By Paul Knott published
There aren’t many certainties in cycling, but if there is one it’s that the sport’s power brokers are only ever one step away from an argument about who gets paid, who has the power to decide things or simply what form the sport takes. Race organisers, national governing bodies, teams and even the UCI are in a fractious alliance, ready to crack as easily as a rusty old frame whenever the sport hits a bump in the road.
But throughout decades of wrangling over how the sport works, the loudest voices have rarely been those most central to the drama – the riders themselves. That means everything from safety to the way races are designed and raced has rarely had those pedalling the bikes at its heart. Part of the reason is the peloton has struggled to speak with a single voice. Unsurprisingly a global sport like cycling contains riders from a variety of economic backgrounds, cultures and countries who speak a plethora of different languages.
Add in the instability of employment inherent in the sport and consensus has often proved hard to find and someone to speak on it harder still.
Nominally the voice has been the Cyclistes Professionnels Associés (CPA).
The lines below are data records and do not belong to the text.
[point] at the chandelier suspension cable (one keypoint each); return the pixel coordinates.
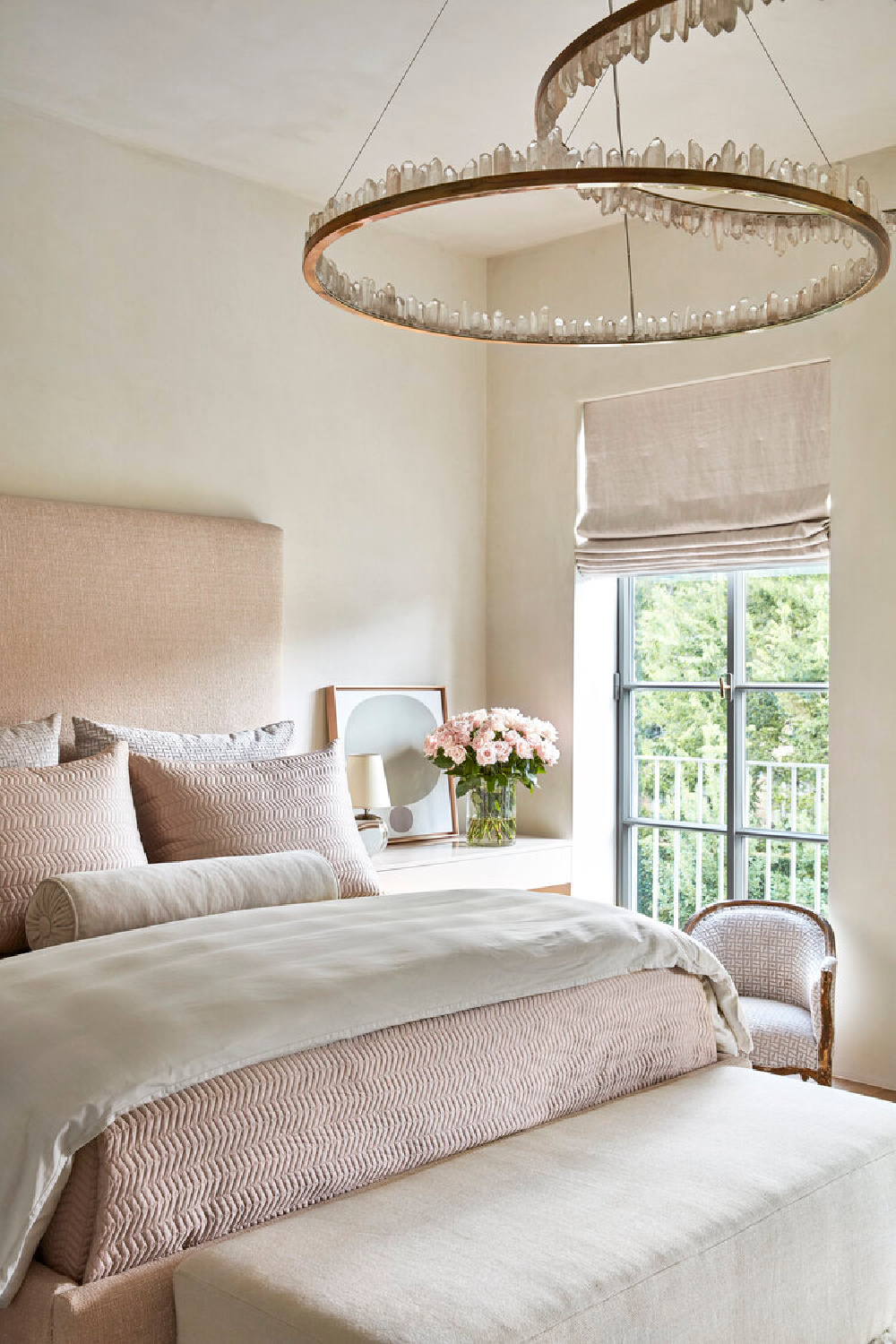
(389, 101)
(802, 115)
(625, 214)
(788, 203)
(570, 134)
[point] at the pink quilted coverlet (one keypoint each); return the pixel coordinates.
(271, 1139)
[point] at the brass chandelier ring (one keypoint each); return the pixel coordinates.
(384, 306)
(637, 185)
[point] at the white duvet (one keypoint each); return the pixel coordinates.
(93, 1029)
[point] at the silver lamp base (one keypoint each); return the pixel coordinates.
(373, 831)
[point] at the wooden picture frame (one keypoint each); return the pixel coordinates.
(392, 720)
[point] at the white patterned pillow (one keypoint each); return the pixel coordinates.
(250, 745)
(74, 817)
(209, 809)
(30, 744)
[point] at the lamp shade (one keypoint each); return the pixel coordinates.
(367, 781)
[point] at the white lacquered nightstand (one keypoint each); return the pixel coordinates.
(530, 865)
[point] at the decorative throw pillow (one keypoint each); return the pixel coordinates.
(74, 817)
(31, 744)
(89, 905)
(249, 745)
(203, 811)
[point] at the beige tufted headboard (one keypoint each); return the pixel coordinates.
(128, 616)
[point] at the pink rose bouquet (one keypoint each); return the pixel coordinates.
(495, 747)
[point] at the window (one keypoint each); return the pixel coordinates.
(723, 739)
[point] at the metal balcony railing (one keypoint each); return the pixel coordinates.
(786, 823)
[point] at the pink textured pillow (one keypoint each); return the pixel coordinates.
(214, 808)
(74, 817)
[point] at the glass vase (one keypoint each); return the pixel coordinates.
(490, 814)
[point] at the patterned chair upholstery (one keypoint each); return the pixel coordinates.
(782, 960)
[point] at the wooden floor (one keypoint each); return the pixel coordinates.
(864, 1089)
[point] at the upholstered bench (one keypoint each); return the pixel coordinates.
(724, 1207)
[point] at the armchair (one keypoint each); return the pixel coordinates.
(783, 962)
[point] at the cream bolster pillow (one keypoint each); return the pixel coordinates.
(88, 905)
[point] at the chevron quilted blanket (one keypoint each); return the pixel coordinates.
(94, 1030)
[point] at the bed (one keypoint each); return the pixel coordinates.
(191, 1132)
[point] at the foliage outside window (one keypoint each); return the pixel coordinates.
(723, 795)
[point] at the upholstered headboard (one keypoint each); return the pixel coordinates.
(128, 616)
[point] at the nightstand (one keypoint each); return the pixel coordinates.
(533, 863)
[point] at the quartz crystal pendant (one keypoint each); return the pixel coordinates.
(654, 155)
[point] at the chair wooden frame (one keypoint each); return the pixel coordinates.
(823, 1074)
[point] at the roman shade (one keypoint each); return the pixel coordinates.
(719, 475)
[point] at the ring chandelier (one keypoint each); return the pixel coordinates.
(812, 203)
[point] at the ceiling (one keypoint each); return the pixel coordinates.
(284, 91)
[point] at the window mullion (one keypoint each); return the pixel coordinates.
(626, 836)
(737, 867)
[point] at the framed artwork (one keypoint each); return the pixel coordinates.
(392, 722)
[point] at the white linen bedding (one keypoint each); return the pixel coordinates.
(91, 1030)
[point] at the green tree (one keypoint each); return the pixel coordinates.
(680, 634)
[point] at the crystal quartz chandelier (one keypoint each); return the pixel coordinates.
(788, 204)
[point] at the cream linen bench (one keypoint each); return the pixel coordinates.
(724, 1207)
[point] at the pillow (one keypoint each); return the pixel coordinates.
(249, 745)
(88, 905)
(201, 811)
(31, 744)
(62, 819)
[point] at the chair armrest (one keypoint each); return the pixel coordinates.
(821, 997)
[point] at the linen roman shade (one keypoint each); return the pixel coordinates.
(719, 475)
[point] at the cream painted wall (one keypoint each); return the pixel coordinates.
(160, 349)
(535, 400)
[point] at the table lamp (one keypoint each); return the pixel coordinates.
(368, 788)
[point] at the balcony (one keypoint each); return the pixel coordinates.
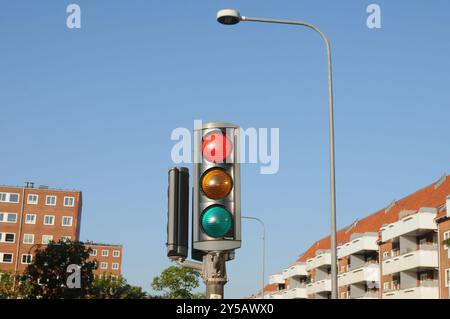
(415, 224)
(366, 242)
(427, 290)
(424, 258)
(276, 279)
(370, 272)
(319, 286)
(370, 295)
(321, 260)
(297, 270)
(295, 293)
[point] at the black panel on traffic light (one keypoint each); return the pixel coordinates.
(178, 213)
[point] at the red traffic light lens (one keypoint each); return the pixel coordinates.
(216, 183)
(216, 147)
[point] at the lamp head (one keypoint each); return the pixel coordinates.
(228, 16)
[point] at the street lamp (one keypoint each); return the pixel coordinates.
(231, 17)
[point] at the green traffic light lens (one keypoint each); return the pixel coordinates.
(216, 221)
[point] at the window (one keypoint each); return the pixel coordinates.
(9, 198)
(67, 221)
(13, 198)
(26, 259)
(32, 199)
(446, 236)
(447, 277)
(30, 219)
(49, 220)
(69, 201)
(8, 217)
(50, 200)
(28, 238)
(7, 237)
(46, 239)
(66, 238)
(6, 258)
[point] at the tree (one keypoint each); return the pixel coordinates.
(178, 283)
(49, 272)
(108, 288)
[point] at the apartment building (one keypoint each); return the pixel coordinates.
(109, 258)
(397, 252)
(33, 216)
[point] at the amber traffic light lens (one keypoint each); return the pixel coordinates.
(216, 183)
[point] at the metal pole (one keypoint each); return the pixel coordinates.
(263, 252)
(334, 281)
(214, 274)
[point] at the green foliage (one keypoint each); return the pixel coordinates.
(108, 288)
(178, 283)
(47, 275)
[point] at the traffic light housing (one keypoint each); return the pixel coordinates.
(216, 191)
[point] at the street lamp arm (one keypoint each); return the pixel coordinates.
(231, 17)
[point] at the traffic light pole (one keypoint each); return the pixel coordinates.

Since its formation in 1999 it has been working on behalf of professional cyclists, through their national rider associations, to have a say on improving everything from in-race safety conditions, to care outside of the race, transfers and hotel conditions.
However, it has faced growing criticism from pros – most prominently when it held its first contested presidential election in 2018, with big name riders including Geraint Thomas, Chris Froome and Tom Dumoulin all protesting a voting system that required them to travel to Austria, where the World Championships were being held. Others objected to being in a national bloc that could only vote as one.
Rider safety dissatisfaction
In the last year it has also faced a chorus of dissatisfaction with a perceived lack of action on improving rider safety after a string of incidents including Fabio Jakobsen’s narrow escape from death in a crash at the Tour of Poland and poorly surfaced descents at the Tour de Wallonie. Michael Mørkøv (Deceuninck-Quick-Step) branded it a “worthless organisation” while Thomas De Gendt (Lotto-Soudal) has said he has “very little faith” in the CPA.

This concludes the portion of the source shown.